SDM project| by Lukasz Duda, Konstantinos Blatsoukas, Piotr Milczarek and Bogdan Sorlea

Go back to the list of contents

Investigation on LabMT set extension using online book reviews by Bogdan Sorlea, s121075

  1. Motivation
  2. Theoretical Foundation
  3. Data Source
  4. Implementation
  5. Conclusion. Further work
  6. Appendix

Motivation what is the meaning of this?!

The idea behind the following implementation is that of extending the labMT word set (or, to be more precise, of word-sentiment pairs) using assessment of sentiment for online book reviews. The labMT data set containes a rather limited set of words (the most common ones), so extending it artificially (especially in relation to more domain-specific words) in interesting to analyze. The method proposed here, although improvable and flexible (different ways of computing the sentiment can be utilized), aims at obtaining sentiment ratings for new words, as a function of the review rating, the sentiment of the known words and a correlation function between rating and known sentiment.

Theoretical Foundation way to go, Einstein!

As mentioned before, the proposed algorithm takes as inputs a function of correlation between the rating and known sentiment (computed sentiment of the known words in the corresponding review), the labMT word set (word-sentiment pairs) and a set of reviews (as text) with its corresponding rating.

Correlation function

This is a function obtained by computing the sentiment for all the reviews in a (rather large) set. The correlation function would best fit (approximate, having least amount of error) the points (rating(x), sentiment(x)), where x is the variable depicting every review in the set. The sentiment for a review is computed based only on the known words (words in the labMT set).

LabMT set and reviews

Although the labMT set contains many parameters for each word, only the sentiment rating will be used here. The review is basically composed of review text and review rating. Note that, in order to achieve consistency, both the rating and the labMT sentiment value are normalized to a value between 0 and 1 (the rating is normalized after being transformed to its sentiment correspondent, using the correlation function).

Algorithm

The algorithm starts with the idea that the overall sentiment of a review is equal to the average of all (or most) of the words in the review text. As opposed to the case when we know the individual (word) sentiments and we aim at obtaining the overall sentiment, we are now dealing with a case where these individual sentiments are only partially known, but the overall sentiment is known (or estimated), by passing the review value through the correlation function.

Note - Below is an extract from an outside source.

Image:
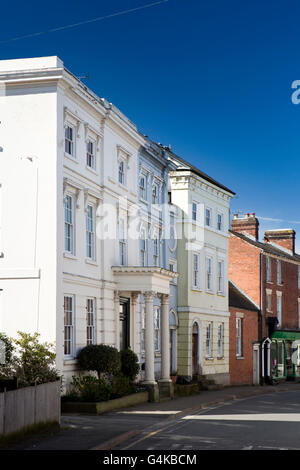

For doing this computation, we can use arithmetical or geometrical mean - for illustration purposes, I will use the arithmetical mean (although the geometrical mean way is similar, with minor changes). Using the arithmetical mean we will essentially have a sum of sentiment values divided by the number of terms in the sum. This will be equal to the rating-corresponding sentiment value of the overall text.

The terms in the sum can be grouped into known values and unknown values, resulting in a formula for determining the value of the sum of the unknown sentiment values. Then, because it's difficult to discriminate which of the terms contribute more or less, we will assume equal sentiment for the unknown words.

In the end, combining the obtained sentiment values for the same word from different reviews, we will obtain a value which, hopefully, will converge (with some error) to its correct sentiment value. The way to combine the values that is used here is simple arithmetic average.

Data Source you've been reading my diary again, haven't you?!

The data source used in this implementation is the on-line social book review platform called Goodreads. This data source was chosen because:

The data set used comprises about 30000 reviews taken from Goodreads (although more reviews can be scraped, I decided to not increase the set too much - processing takes forever on a bigger data set). I tried to focus the data to be part of a certain domain (in this case a book category - Epic Fantasy), so I scraped reviews from the most famous (and reviewed) fantasy books, e.g. "Game of Thrones" series. This decision was based on the fact that reviews for books in the same category would yield higher frequency for the new words - since many of them might be domain-specific words.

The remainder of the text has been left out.